Thoughts From Day 3 of re:Invent 2013

So this is day three of the AWS re:Invent conference, and while there’s still one more day to go, I thought I’d share some casual observations.

First, Mobility

I had intended go to a lot of sessions on mobility, but soon abandoned the plan. Why? The few I attended didn’t really have to do with mobile. Yes they applied to mobile, but they were really about introducing good practices onto mobile development. For example, the session on scaling a mobile app, was basically the same presentation as the standard scaling model, but with a picture of a phone and tablet at the top. So based off of these brief encounters, I’ve developed the following rules for mobile apps.

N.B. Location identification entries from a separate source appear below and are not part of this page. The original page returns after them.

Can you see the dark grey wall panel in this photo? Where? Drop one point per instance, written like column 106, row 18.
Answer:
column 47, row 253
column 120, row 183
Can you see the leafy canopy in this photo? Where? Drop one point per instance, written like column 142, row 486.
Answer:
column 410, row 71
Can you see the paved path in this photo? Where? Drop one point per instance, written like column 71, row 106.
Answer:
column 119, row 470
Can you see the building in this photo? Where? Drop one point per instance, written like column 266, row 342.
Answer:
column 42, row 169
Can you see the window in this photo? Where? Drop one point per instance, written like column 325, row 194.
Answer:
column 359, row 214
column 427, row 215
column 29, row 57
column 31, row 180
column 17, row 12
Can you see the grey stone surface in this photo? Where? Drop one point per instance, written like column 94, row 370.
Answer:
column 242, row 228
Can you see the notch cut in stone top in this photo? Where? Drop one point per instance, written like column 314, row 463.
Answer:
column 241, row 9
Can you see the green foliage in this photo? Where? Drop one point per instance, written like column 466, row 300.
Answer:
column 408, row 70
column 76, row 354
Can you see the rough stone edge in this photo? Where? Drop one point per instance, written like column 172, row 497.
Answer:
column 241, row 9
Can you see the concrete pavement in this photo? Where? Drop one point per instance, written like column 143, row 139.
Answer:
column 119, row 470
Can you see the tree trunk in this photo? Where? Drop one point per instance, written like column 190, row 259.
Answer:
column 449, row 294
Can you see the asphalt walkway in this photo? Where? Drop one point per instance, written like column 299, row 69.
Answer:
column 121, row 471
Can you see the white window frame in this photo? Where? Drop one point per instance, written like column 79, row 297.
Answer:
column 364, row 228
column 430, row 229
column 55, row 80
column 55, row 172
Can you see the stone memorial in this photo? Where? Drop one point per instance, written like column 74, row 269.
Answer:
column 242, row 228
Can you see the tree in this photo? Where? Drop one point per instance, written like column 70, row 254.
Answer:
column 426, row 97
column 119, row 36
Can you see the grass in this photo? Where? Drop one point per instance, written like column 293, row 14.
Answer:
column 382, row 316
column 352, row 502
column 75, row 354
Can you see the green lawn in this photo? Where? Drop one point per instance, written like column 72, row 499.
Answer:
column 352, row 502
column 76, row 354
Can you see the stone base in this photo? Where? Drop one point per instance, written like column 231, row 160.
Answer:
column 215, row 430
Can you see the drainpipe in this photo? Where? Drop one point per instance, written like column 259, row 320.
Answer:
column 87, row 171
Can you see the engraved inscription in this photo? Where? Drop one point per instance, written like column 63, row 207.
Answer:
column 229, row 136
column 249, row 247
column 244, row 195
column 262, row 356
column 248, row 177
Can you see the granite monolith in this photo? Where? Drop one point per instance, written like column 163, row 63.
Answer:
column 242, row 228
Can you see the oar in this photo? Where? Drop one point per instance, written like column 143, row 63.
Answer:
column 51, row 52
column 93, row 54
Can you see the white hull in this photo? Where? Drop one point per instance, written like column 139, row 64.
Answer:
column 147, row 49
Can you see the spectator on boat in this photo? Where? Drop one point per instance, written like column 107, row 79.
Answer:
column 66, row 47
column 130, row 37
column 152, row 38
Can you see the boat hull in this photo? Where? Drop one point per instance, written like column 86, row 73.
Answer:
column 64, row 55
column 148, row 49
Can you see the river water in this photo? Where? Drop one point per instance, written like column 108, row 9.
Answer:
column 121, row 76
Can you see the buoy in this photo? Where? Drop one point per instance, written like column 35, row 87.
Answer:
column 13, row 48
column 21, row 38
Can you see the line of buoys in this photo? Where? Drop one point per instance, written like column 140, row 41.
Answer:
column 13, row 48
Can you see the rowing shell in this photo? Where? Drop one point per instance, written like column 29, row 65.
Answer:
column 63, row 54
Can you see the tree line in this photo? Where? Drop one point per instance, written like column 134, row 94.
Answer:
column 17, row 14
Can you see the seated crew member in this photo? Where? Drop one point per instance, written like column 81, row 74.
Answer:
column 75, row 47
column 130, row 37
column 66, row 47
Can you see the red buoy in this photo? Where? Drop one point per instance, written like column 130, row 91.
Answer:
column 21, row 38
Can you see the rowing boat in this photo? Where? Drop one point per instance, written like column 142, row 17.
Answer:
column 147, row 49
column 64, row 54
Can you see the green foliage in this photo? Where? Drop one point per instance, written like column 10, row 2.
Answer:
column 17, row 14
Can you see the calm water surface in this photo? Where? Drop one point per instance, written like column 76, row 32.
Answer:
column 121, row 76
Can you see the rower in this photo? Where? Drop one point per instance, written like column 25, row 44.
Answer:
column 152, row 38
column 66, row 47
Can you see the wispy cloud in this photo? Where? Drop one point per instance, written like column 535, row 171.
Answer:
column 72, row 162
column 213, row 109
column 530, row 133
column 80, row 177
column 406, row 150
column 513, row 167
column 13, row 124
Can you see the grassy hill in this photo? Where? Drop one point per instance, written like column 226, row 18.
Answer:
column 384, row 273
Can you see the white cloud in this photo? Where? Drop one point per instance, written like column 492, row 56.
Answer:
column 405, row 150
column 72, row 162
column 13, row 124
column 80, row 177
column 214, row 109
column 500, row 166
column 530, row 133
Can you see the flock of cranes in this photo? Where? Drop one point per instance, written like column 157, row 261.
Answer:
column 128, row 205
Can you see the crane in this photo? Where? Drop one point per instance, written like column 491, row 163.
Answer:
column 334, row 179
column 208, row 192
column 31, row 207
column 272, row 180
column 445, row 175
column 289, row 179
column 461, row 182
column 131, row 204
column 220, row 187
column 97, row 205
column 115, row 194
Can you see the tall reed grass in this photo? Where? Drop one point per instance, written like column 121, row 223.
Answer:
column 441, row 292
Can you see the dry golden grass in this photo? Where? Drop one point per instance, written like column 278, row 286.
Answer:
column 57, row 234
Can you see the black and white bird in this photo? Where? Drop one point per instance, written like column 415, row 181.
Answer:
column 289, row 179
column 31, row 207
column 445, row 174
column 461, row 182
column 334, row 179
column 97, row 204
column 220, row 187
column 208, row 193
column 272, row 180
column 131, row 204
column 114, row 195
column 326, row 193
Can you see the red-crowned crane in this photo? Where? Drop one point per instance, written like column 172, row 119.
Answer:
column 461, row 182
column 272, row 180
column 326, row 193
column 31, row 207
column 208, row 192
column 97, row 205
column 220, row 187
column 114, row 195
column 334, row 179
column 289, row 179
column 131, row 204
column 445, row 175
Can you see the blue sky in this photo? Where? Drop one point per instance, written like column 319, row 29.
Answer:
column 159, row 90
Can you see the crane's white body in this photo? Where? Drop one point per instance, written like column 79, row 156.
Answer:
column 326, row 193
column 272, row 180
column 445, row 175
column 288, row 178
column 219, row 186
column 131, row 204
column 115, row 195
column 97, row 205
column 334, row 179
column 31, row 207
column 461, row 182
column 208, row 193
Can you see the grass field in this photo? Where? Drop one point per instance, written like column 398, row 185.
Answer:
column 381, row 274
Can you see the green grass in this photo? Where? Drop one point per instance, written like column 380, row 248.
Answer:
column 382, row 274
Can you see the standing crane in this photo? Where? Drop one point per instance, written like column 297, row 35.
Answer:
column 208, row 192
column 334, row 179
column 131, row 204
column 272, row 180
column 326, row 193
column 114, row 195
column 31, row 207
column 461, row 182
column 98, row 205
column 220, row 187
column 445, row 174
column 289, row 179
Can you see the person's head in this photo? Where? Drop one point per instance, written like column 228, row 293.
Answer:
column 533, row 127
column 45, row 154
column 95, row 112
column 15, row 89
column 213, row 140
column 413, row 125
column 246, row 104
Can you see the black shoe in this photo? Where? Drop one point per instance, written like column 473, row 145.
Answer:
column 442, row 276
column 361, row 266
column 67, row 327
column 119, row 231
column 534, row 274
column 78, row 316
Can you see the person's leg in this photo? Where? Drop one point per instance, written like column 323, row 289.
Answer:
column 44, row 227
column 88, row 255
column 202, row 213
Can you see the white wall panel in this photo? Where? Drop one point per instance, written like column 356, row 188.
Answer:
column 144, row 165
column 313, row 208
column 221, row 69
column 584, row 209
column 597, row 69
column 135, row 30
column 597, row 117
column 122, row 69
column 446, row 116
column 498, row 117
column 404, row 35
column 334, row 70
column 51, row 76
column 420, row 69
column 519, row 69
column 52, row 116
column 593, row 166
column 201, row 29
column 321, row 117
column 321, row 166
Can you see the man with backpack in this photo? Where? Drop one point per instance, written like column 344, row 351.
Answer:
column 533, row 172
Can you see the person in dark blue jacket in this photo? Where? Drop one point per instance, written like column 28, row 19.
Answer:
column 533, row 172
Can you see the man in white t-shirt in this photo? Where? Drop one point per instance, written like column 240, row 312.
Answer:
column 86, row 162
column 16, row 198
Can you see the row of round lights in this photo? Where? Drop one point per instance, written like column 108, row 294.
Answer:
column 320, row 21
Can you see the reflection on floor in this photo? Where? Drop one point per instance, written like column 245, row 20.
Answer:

  1. Architecture matters.
  2. Plan your back end services (yes services).
  3. Architecture matters.
  4. Test fast, often and deep.
  5. See rules 1 and 3.

All joking aside I think this is truly indicative of the fact that the mobile space, particularly on AWS, has brought a lot of very talented mobile developers into the market. However; many of these talented folks don’t have backgrounds in scalable back-end architectures, and in some cases they don’t have much experience with back-ends at all. Amazon enables them to get up and running with simple tools on the back end and sample code they can modify, without always knowing how to cope if they end up with a successful application.

My take, based on some of new features begin released, is that Amazon AWS is trying to address this in two ways. One, by enticing mobile developers to attend sessions they might not normally attend, by using a picture of a phone and adding the work “mobile” to the title. Two, by giving them tools such as the new javascript APIs and gaming tools/frameworks such as leaderboards, achievements and A/B testing for mobile. While the rebranding of the sessions is a bit annoying, I have to give AWS kudos for trying to help the one-person and small teams develop better themselves and their applications. As for the new tools and frameworks, the nice thing is that they benefit both the initiated as well as the un-initiated.

Second, Big Data

I know it’s a buzz word, but I promise it’s more than that. So while I haven’t been going to many mobile sessions, I have attend a lot of session centered around Elastic Mar Reduce (EMR), and how companies such as Netflix process their analytics on AWS. A lot of these tools are in the Hadoop space, though they are certainly not limited to just using Hadoop and it’s tool set. If you’re interested in the details please check out the docs and watch the sessions once they’re available. All good stuff.

What I’d like to focus on here is the interest I observed from folks in these sessions. While no session has been empty, many of these sessions have been pretty full, especially the session on Kinesis (“real-time processing of streaming data at any scale.”). Hardly surprising as it was just announced today, but still indicative that many businesses are facing these types of problems. After a few questions in the Q & A it becomes obvious that these aren’t people with idle curiosity, they’re struggling with real business problems. I think one of the best quotes I’ve heard was from Bob Harris the CTO of Channel 4 in the UK. “The data warehouse is like looking in the rearview mirror of your car, while analytics is your heads up display.” (I hope Mr. Harris won’t be upset if I’ve gotten this quote a bit off.) This analogy really struck a cord with me. While this has always been the goal of BI, it seems that BI for the common company has been to spend an exorbitant amount of time adjusting the rearview mirror in order to program the navigational system. I don’t mean to diminish the importance of this, but in the wild west of the web, users can change their focus and decision parameters from day to day. Having a long term vision is vital, but knowing what will make the sale right now, can make the difference between folding up, or being able to realize that vision.

It was invigorating to see so many companies interested in this trend. In recent years they’ve begun to focus more on what’s happening right now, and tools like Tableau, EMR and Kinesis are helping with this. The great thing is that these tools can help not only the big corporation with a team of data scientists, but also the smaller company with a few dedicated, knowledgeable folks.